Best Christmas Movie Ever

Thursday, December 23, 2010 11:12 AM

Taki’s Magazine

Did anyone catch that movie last Sunday morning at ten on the Turner Classic Movies channel? If you did, you know what movie I'm talking about. Like me, you are probably still thinking about it. If you missed it, you have a second chance this Friday, Christmas Eve, at high noon.

I'm referring to It Happened on 5th Avenue, a little neglected masterpiece from 1947 staring Gale Storm, Charlie Ruggles, Victor Moore, Don DeFore and Ann Harding. This may be the best Christmas movie you never heard of. It captures the Christmas spirit like nothing I've ever encountered. If you want to get into a holiday mood, this movie is just the ticket. I'm all in favor of retail therapy, especially at Christmastime, but retail therapy has its shortcomings. For the true spirit of Christmas, call a timeout, and catch this movie.

Please be forewarned, however, that it demands a high degree of suspension of disbelief, almost on the order of, say, The Wizard of Oz. Well, not quite. It Happened on 5th Avenue is not a fantasy. It is not about Santa Claus and his reindeers. The story is possible, I mean at least conceivable, in the real world. It is just wildly improbable. But you want it to be true. You are rooting for a magical world where everything good could happen, and does in the end. 

The plot involves a happy-go-lucky hobo-philosopher named Aloyisius McKeever, played by Victor Moore, who takes up residence in a sprawling mansion on New York's Fifth Avenue in November. The place is boarded up because the owner, hard-charging industrialist Michael J. O'Conner, "the second richest man in the world", has gone to his Virginia estate for the winter. He's Charlie Ruggles, who certainly looks the part. Aloyisius has made a habit of taking up residence at the lavish O'Connor townhouse every winter, gaining access through an opening in the side gate and a hop down a manhole in the back yard. Just that simple.  

During one of their peregrinations, Aloyisius and his dog Samy become acquainted with a handsome and homeless World War II veteran who is sleeping on a bench in Central Park, across the street from the O'Conner mansion. His name is Jim Bulluck, played convincingly by Don DeFore. As luck would have it, Jim has just been evicted from one of O'Connor's apartment houses, which is going to be demolished to make way for another O'Conner skyscraper. Jim needs a place to live, so Aloyisius graciously invites him to the O'Connor digs. Aloyisius does an excellent job of pretending he's the actual owner of the place, at least for a while.

Next, O'Connor's beautiful young daughter, played by Gail Storm before she cut her hair short, is thrown into the mix. She shows up unexpectedly at the mansion one night to grab some clothes and her fur coat. She has run away from boarding school, because she's unhappy for some unexplained reason. She calls herself Trudy Smith. She falls for Jim in a big way, and the feeling is mutual. She doesn't let on that she's the heiress to a fortune and the daughter of the second richest man in the world. The threesome are joined presently by two of Jim's army buddies and their wives and young children. These two ex-servicemen are likewise down on their luck, looking for jobs and shelter. Jim and his army sidekicks turn to Aloyisius for sage advice at the dinner table about how to get ahead in the world, now that the war is over. They come up with a business plan. Everything is going swimmingly. 

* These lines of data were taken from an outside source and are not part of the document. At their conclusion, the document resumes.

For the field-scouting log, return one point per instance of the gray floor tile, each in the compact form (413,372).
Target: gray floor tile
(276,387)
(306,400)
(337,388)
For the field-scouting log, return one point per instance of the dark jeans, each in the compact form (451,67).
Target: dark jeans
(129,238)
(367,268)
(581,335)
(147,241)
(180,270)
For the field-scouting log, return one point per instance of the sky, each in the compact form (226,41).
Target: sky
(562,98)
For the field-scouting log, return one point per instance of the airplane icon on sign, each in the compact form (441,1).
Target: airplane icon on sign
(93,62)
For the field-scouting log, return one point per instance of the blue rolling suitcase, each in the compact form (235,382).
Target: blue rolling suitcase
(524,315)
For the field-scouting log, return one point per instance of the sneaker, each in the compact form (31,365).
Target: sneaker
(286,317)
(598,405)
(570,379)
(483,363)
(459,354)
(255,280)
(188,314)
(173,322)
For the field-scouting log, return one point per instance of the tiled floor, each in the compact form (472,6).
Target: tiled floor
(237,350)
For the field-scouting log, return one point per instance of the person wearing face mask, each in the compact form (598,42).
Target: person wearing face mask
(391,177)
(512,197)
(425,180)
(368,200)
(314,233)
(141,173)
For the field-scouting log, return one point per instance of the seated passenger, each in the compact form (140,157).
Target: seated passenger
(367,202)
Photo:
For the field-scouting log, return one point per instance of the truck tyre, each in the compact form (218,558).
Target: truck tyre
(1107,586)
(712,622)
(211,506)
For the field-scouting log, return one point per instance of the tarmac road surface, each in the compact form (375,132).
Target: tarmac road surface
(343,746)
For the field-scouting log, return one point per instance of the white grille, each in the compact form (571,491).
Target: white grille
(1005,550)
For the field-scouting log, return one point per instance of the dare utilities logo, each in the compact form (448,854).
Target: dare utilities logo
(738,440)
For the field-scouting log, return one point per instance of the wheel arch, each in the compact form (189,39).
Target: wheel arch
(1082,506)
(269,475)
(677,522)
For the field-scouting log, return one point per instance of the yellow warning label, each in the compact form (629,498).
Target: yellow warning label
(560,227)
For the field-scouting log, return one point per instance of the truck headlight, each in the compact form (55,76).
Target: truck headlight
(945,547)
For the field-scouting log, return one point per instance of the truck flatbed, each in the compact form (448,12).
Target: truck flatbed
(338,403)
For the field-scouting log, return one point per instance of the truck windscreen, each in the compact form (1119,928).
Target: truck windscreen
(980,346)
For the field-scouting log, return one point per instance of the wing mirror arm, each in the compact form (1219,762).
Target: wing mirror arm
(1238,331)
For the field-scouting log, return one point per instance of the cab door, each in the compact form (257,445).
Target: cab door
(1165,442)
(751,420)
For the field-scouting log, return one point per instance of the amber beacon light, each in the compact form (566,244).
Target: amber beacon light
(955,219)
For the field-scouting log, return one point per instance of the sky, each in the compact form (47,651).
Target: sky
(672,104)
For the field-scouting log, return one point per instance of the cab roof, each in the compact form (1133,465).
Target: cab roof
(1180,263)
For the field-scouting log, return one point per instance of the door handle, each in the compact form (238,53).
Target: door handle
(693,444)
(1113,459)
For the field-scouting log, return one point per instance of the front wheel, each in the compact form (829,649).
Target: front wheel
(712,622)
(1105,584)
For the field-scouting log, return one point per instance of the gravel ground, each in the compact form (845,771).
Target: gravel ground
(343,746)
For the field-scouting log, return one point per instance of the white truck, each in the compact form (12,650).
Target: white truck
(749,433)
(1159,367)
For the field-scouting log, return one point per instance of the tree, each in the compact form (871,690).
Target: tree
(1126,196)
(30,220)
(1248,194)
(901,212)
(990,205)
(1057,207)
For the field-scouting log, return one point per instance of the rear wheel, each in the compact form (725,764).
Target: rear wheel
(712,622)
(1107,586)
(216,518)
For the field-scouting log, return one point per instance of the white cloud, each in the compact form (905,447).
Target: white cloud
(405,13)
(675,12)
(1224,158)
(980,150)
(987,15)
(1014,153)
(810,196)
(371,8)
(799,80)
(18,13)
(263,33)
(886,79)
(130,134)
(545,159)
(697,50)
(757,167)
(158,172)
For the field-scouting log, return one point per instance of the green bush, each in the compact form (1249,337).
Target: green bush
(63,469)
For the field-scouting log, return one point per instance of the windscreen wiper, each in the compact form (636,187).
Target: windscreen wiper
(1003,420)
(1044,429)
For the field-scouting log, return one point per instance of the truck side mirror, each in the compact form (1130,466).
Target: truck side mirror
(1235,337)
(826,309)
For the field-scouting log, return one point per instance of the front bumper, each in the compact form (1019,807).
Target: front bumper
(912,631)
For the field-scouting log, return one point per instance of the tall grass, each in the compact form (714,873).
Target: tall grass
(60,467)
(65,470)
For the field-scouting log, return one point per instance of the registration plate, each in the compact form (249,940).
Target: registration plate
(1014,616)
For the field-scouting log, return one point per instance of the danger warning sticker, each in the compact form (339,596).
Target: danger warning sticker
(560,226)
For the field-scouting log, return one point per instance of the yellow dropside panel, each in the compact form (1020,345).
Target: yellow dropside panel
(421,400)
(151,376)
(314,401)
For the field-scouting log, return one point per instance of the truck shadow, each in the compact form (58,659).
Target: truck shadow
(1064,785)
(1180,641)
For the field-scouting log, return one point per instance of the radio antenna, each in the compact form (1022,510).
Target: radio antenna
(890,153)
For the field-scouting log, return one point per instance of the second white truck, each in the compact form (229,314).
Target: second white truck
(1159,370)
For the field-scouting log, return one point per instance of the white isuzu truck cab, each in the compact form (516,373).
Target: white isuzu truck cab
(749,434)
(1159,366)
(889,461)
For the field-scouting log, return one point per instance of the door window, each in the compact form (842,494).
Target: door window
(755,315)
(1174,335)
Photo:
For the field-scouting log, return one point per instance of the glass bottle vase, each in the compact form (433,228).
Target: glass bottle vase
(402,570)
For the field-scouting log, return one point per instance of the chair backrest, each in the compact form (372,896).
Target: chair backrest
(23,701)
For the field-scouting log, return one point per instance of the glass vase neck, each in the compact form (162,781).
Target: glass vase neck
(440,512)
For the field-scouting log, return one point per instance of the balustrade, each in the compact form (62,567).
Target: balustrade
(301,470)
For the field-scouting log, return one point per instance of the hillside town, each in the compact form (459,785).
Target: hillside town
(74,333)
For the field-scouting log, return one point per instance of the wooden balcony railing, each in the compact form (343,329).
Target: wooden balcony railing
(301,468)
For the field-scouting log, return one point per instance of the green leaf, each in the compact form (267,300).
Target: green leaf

Then businessman and industrialist Michael J. O'Connor enters the stage, looking for his daughter. Trudy persuades him to keep quiet and under cover and join the household of hobos, while she works on Jim. At some point, Trudy calls her mom (Ann Harding) in Palm Beach, and gets her to fly north for a meeting at the Waldorf Astoria. Trudy talks her mom into joining the group, posing as a cook. Mr. O'Connor, much protesting, but at Trudy's insistence, finds himself working as a dishwasher and factotum for Aloyisius.

Can you believe it? You can. It all seems perfectly reasonable, just a bit outlandish. The O'Conners are divorced but still love each other. Big Business got in the way. You know where this is headed. Watch the movie to see how it all turns out. 

In the interim, here's a clip of Gail Storm singing "That's what Christmas means to me" with Victor Moore playing Aloyisius playing Santa--before the cops burst in. The movie was praised by Orson Welles, Frank Capra and others, and was nominated in 1948 for an Academy Award for Best Original Story. It lost to Miracle on 34th Street. It seems back then that everyone was looking for a miracle. We still are.